Brownsville was politically radical during its Jewish days, it elected socialists and American Labor Party candidates to the state assembly throughout the 1920’s and 1930’s.
As early as the 1930s had acquired a reputation as a vicious slum and breeding ground for crime. It has been known throughout the years for its criminal gangs, and in the 1930s and 1940s achieved notoriety as the birthplace of Murder Incorporated.
By the 1960s, with its population largely black and Puerto Rican, Brownsville's unemployment rate was 17 percent and half of all families in the district lived on less than $5,000 a year. A writer said Brownsville reminded him of "Berlin after the war; block after block of burned-out shells of houses, streets littered with decaying automobile hulks." Jimmy Breslin wrote in 1968,
- the stores on the avenues are empty and the streets are lined with deserted apartment houses or buildings that have empty apartments on every floor. At night, kids set fires to the empty buildings and apartments. Women on welfare sit up all night to watch for fires which could kill their children.

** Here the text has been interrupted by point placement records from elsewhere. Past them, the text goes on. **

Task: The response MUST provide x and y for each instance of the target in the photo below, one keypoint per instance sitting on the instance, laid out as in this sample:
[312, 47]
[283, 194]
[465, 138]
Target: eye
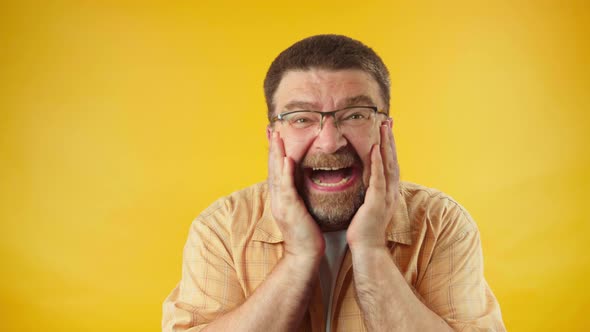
[302, 119]
[356, 116]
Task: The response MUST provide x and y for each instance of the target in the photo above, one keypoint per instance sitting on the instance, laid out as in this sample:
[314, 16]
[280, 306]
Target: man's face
[332, 167]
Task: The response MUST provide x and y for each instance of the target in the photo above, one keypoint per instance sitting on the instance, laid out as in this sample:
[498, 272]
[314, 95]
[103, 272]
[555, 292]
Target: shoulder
[435, 214]
[236, 213]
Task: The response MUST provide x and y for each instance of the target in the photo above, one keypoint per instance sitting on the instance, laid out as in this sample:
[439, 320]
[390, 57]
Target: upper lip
[328, 168]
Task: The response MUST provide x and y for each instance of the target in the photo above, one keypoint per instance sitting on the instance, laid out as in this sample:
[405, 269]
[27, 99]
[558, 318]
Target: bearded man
[332, 241]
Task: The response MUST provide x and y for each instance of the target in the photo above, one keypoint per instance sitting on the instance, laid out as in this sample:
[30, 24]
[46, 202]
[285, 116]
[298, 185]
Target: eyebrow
[300, 105]
[360, 100]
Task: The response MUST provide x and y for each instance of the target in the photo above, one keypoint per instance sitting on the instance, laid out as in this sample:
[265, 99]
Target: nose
[329, 139]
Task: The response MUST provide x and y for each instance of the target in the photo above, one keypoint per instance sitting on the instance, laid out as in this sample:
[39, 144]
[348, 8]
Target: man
[333, 240]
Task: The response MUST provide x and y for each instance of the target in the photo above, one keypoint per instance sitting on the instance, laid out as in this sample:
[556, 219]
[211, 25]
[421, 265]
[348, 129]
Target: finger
[275, 160]
[377, 180]
[389, 157]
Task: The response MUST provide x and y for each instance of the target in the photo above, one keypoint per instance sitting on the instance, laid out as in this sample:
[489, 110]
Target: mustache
[340, 159]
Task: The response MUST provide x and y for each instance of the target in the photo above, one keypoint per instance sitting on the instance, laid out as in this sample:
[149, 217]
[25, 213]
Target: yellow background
[120, 122]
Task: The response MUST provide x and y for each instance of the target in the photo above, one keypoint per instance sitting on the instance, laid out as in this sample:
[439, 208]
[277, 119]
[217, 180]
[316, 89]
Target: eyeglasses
[353, 120]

In 1968 Brownsville was the theater for a protracted and highly contentious teacher strike. The Board of Education had experimented with giving the people of the neighborhood control over the school. The new administration laid off several teachers in violation of union contract rules. The teachers were all white, and mostly Jewish and the resulting strike served to badly divide the whole city. The resulting strike dragged off and on for a half year, becoming known as one of the "Ten Plagues" of John Lindsay.
Conditions in Brownsville have improved since the 1960's. Though there are still weedy lots and abandoned buildings, the neighborhood has seen much new housing built. Many from first developments were built by various non-profit groups, but now for-profit traditional developers are becoming active. Some of the vacant sites have been turned into attractive community gardens.
Brownsville is accessible from the IRT. Its main thoroughfare is Pitkin Avenue.
Famous people from Brownsville include Aaron Copland, Danny Kaye, Mike Tyson, Riddick Bowe, M.O.P., The RZA and Tony Cai.